Vox also doesn't make their money from whatever it is they preach, but from Vox getting clicks.
And theatres need attendees, streaming services need plays, tourist attractions need eyeballs, etc. Just because a publication needs “clicks” does not make their argument invalid, or that they can’t achieve that viewership without debasing themselves.

It’s okay to be slightly provocative to get attention to a valid story, IMO. At no point does Vox tell me I too can run my own news publication and become influential like them; if they did then I think it’s fair to doubt them and their motivations.

Because two separate things can be true at the same time?
It’s a bit like people who write financial advice books. They don’t make their money from their clever investment ideas, they make it from selling self help books.
Exactly. Which should immediately raise questions over the value of their advice.

Given that the ideas they’re shilling are inherently scalable, logically it follows that if they knew how to make it work they wouldn’t have to snake oil people on YouTube for money, therefore, they’re advice has no value.

There's lots of similar programming videos, does that mean you should not learn programming because you'll be the 3 millionth fish? Competition exists in every niche, you still have to get better than others, there's no silver bullet.
If you learn programming you can create a completely unique and useful program. Dropshipping on the other hand is thousands of different people selling the exact same product, there is no value added.
Tbf, from the economical perspective both are a lottery of marketing.
Interesting and scary take.
My opinion is that you one hundred percent should not learn programming from YouTube videos. It is tremendously ineffective.
I'm not sure how you get from

"If you’re taking AI or drop shipping startup ideas from online videos with hundreds of thousands of views, you’ve already lost"

to

"So nobody can find inspiration and learn about new things from YouTube videos?"

If a startup idea is good, it doesn’t really matter if someone mentioned it in a video that got hundreds of thousands of views. Execution is still the key component.

‘You’ve already lost’ implies that every idea must be completely unique in order for you to ‘win’ whatever that means.

You are stripping all of the context of the statement and then responding to the universal form of it that you created yourself, I dunno that Vox can be blamed too much in this case given how much you're working in order to be mad about it.
eh, I think you're reaching. Saying I'm working on being mad about it is as unsubstantiated as me saying that you’re a Vox fanboy who can't handle having your worldviews challenged.
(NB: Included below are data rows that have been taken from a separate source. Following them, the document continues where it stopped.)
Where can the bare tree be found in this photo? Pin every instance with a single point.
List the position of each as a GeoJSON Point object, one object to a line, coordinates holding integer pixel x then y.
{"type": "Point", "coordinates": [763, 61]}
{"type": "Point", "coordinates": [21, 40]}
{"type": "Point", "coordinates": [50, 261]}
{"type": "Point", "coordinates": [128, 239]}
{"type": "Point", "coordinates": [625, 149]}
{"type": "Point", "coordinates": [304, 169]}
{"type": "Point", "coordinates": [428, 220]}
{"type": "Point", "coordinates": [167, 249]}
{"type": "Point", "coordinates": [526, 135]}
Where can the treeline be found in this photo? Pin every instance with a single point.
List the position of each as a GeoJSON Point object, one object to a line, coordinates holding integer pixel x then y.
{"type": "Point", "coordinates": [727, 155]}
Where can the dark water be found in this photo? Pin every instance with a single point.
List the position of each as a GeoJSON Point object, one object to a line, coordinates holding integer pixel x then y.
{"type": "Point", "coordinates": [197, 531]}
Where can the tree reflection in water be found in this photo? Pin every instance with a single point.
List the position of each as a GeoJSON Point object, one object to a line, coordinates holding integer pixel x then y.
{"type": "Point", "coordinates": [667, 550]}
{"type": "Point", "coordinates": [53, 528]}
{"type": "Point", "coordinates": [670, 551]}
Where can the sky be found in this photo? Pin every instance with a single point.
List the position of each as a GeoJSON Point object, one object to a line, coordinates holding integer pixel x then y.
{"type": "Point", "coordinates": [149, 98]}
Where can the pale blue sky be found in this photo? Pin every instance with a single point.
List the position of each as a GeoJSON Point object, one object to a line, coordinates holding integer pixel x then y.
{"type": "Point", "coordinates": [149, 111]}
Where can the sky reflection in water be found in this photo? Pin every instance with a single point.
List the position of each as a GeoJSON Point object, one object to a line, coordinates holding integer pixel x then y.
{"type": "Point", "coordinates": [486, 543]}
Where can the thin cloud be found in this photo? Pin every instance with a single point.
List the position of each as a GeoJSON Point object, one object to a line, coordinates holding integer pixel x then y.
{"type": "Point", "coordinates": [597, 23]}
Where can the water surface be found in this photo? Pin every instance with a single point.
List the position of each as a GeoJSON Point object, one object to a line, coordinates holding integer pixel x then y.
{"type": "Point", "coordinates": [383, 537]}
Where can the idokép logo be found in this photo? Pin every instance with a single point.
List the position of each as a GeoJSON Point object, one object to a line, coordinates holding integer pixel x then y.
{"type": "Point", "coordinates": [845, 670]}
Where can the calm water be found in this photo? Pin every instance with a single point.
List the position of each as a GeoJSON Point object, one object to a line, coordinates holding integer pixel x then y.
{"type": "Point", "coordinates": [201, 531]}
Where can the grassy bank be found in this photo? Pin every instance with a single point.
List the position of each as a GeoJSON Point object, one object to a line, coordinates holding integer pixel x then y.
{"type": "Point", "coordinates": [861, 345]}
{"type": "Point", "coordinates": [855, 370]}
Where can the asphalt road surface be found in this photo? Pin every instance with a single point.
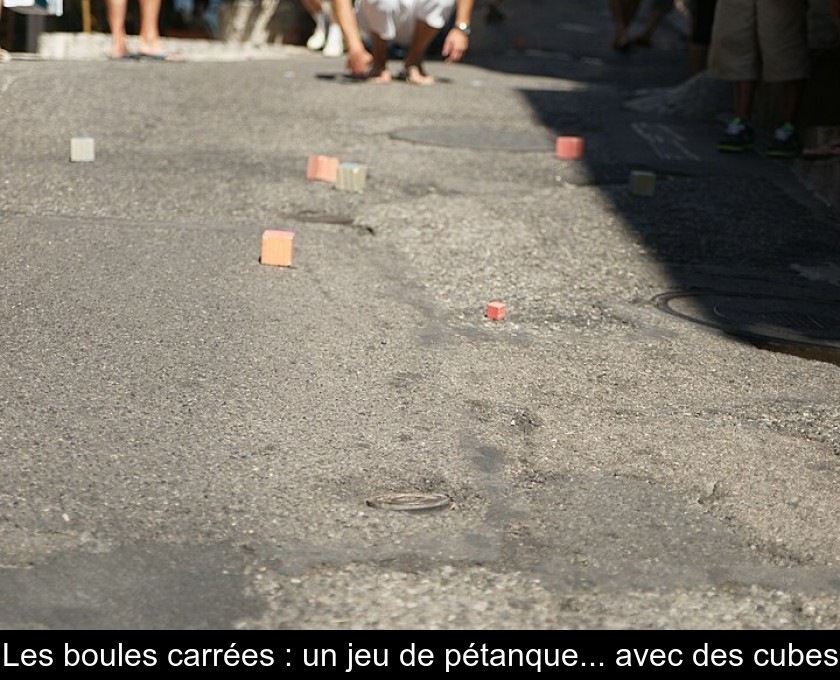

Bit pointless isn't it?
> You’ve already lost’ implies that every idea must be completely unique in order for you to ‘win’ whatever that means.

This is not a correct interpretation. It implies watching YouTube influencer ideas is not a way that gives you much chances of success. That there are better ways to start your business than a youtube video idea. Your interpretation is the most extreme one you can take from what is written.

It's possible for an idea to not be unique but from unique to "3m people watched on youtube" goes a long way, and the type of idea that gets 3m views is probably optimized for entertainment more than business resilience.

I was going to say the same thing as you. The article has a good title but besides that it completely missed the point. And the sentence you quoted was only the cherry on top.
Elsewhere on HN’s front page today: negativity drives engagement. Vox and others on both sides of the political spectrum turned that into a business.